Sea4Life : de l’eau de mer pour l’hydrogène

Grâce à un procédé de production d’eau par évaporation sous vide et utilisation de la chaleur fatale, la start-up permet d’utiliser de l’eau de mer et garantit ainsi les ressources pour de l’électrolyse.

La jeune pousse porte un procédé qui a été breveté par EDF. Et elle fait partie des lauréats du programme « Manufacturing Factory » lancé par le hub d’innovation nantais Atlanpole.
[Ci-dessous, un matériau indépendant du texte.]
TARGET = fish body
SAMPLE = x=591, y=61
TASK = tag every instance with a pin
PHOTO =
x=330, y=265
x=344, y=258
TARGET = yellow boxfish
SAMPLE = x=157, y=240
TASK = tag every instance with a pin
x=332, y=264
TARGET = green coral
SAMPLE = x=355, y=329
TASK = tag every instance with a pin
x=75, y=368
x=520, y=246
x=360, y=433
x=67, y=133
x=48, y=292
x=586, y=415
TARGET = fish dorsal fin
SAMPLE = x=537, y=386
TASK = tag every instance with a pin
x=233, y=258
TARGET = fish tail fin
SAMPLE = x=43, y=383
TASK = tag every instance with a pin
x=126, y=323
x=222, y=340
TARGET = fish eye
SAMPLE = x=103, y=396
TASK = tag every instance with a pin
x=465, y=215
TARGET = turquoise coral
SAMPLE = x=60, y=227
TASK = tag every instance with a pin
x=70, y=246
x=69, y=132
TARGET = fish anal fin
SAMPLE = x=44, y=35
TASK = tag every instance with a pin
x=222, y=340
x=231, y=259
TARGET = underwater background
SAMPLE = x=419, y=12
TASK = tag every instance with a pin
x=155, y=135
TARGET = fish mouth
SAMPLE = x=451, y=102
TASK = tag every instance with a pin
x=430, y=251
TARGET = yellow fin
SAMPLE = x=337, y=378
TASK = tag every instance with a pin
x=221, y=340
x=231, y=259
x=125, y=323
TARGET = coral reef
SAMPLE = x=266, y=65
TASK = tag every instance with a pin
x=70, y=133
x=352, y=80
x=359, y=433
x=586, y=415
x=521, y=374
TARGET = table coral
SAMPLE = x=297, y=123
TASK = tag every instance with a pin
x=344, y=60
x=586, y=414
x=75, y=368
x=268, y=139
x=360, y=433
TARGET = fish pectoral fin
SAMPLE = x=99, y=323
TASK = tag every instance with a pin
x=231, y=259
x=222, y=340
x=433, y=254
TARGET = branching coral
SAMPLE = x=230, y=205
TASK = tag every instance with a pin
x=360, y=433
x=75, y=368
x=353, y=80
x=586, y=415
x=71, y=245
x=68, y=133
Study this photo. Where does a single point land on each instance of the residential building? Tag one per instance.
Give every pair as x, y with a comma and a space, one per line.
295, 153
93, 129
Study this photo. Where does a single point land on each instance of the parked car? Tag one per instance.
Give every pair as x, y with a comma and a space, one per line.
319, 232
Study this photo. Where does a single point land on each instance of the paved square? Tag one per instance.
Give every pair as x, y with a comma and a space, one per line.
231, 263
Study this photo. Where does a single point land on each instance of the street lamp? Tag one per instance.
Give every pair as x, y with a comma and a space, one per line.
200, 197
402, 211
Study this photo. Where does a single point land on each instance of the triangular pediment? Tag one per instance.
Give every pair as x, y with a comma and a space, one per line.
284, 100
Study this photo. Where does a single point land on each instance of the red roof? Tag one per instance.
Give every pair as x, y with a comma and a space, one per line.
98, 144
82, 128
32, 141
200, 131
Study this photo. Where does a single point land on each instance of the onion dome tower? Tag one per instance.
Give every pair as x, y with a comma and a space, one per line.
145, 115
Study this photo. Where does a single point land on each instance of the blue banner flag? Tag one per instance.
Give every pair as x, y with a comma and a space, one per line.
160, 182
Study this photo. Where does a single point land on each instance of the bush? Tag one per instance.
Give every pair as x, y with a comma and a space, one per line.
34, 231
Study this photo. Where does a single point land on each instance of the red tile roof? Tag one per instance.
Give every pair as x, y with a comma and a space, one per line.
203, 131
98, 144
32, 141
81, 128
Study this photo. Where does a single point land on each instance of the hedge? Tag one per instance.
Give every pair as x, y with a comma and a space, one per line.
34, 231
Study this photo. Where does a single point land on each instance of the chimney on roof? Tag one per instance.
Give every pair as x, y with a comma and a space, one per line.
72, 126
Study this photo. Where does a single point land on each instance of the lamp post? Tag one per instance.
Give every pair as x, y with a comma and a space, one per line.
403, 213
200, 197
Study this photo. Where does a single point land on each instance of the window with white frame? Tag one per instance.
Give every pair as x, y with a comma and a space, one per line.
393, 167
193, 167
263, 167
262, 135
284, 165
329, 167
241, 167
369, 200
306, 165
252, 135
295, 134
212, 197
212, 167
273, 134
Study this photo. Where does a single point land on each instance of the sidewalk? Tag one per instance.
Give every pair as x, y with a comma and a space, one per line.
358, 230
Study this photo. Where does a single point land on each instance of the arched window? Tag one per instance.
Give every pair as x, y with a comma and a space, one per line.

Alors que d’ici à 2050, le débit moyen des cours d’eau français va baisser de 10 à 40 %, et que la recharge des nappes phréatiques va se contracter de 10 à 15%, elle se propose de résoudre la question du stress hydrique.

La solution repose sur la chaleur fatale des sites industriels et sur un procédé disruptif d’évaporation sous vide. Sea4Life arrive à épurer, déminéraliser ou dessaler d’importantes volumétries d’eau, en consommant 10 fois moins d’énergie que l’osmose inverse. De plus, sa solution ne rejette pas de saumure à la mer et permet de valoriser les sels (dont le Lithium). L’entreprise garantit par ailleurs que son process n’utilise pas de produits chimiques et élimine les nano-plastiques.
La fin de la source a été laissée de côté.